Comunicado
El evangelista san Mateo describe con precisión el día en que Jesús sorprendió a todos dando gracias por su éxito con la gente sencilla de Galilea y por su fracaso entre los maestros de la ley, escribas y sacerdotes: «Te doy gracias Padre, Señor del cielo y de la tierra, porque has escondido estas cosas a los sabios y entendidos y las has revelado la gente sencilla.
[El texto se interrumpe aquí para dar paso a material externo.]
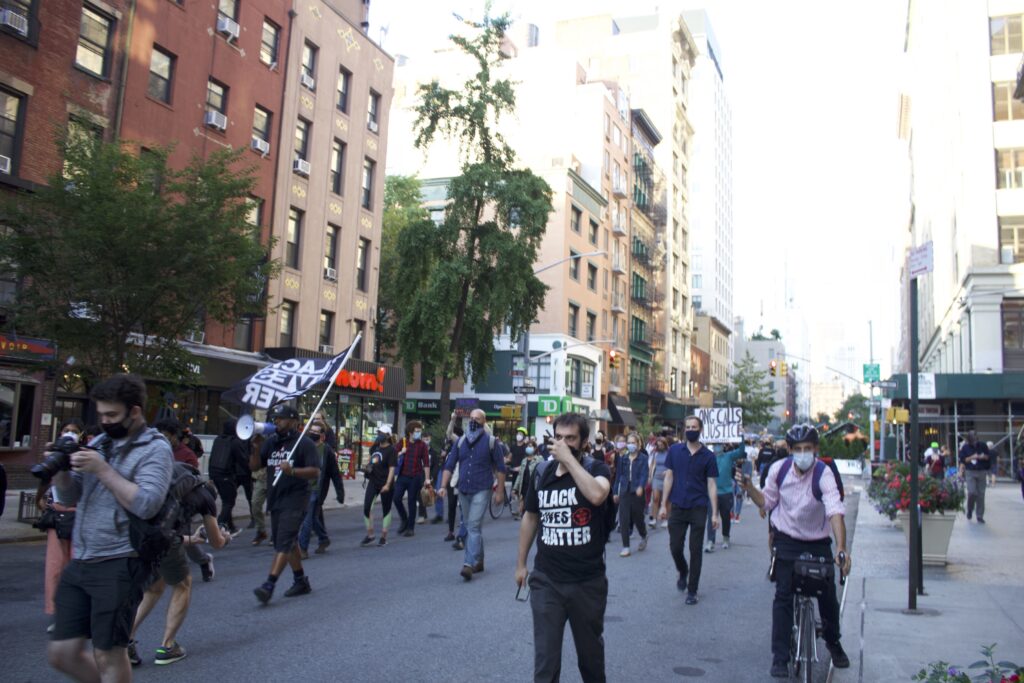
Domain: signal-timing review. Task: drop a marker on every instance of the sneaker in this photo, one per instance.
(133, 656)
(264, 592)
(207, 568)
(169, 654)
(840, 659)
(300, 587)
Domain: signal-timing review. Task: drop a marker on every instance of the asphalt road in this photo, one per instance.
(401, 612)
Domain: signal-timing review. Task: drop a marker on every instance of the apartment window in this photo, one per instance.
(361, 263)
(369, 166)
(228, 8)
(10, 128)
(1010, 169)
(94, 34)
(287, 324)
(261, 124)
(344, 84)
(293, 237)
(16, 400)
(216, 96)
(269, 42)
(327, 329)
(331, 247)
(337, 166)
(1006, 34)
(1004, 104)
(161, 74)
(373, 112)
(301, 138)
(309, 60)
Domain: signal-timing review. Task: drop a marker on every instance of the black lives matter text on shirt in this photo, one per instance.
(290, 492)
(570, 529)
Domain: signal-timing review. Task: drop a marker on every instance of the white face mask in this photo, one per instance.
(803, 460)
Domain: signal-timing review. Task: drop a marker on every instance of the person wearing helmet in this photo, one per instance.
(803, 499)
(292, 462)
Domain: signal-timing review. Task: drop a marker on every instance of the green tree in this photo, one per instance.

Sí Padre, así te ha parecido bien» (Mateo 11, 25-26).
Ser sencillo es abrirse al Dios de Jesucristo y a la realidad con todas sus circunstancias en que se vive, para seguir aprendiendo; no cerrarse interiormente pensando que ya se conoce todo. Ser sencillo es estar dispuesto a dejarse enseñar por el Dios de Jesucristo, por la situación social que se vive y por los demás para buscar los caminos de vida digna, de paz duradera, de justicia social y de un desarollo integral y sostenible.
San Mateo expresa que los «sabios y entendidos» no entienden nada del mensaje nuevo y vivificante de Jesucristo. Ellos tienen su propia visión de Dios, de la realidad y de los demás; creen saberlo todo, no pueden aprender nada vital y nuevo. Su visión cerrada y su corazón endurecido les impiden abrirse a la revelación del Dios de Jesús y a la novedad vital de un estilo de vida auténticamente humano y cristiano.
Es necesario ante los procesos sociales, históricos, políticos y culturales de México y Veracruz tener y desarrollar un espíritu de sencillez que reavive en cada mexicano y veracruzano la sensibilidad, los principios morales claros y la creatividad permanente para participar y encontrar soluciones a los problemas de la inseguridad, violencia y corrupción.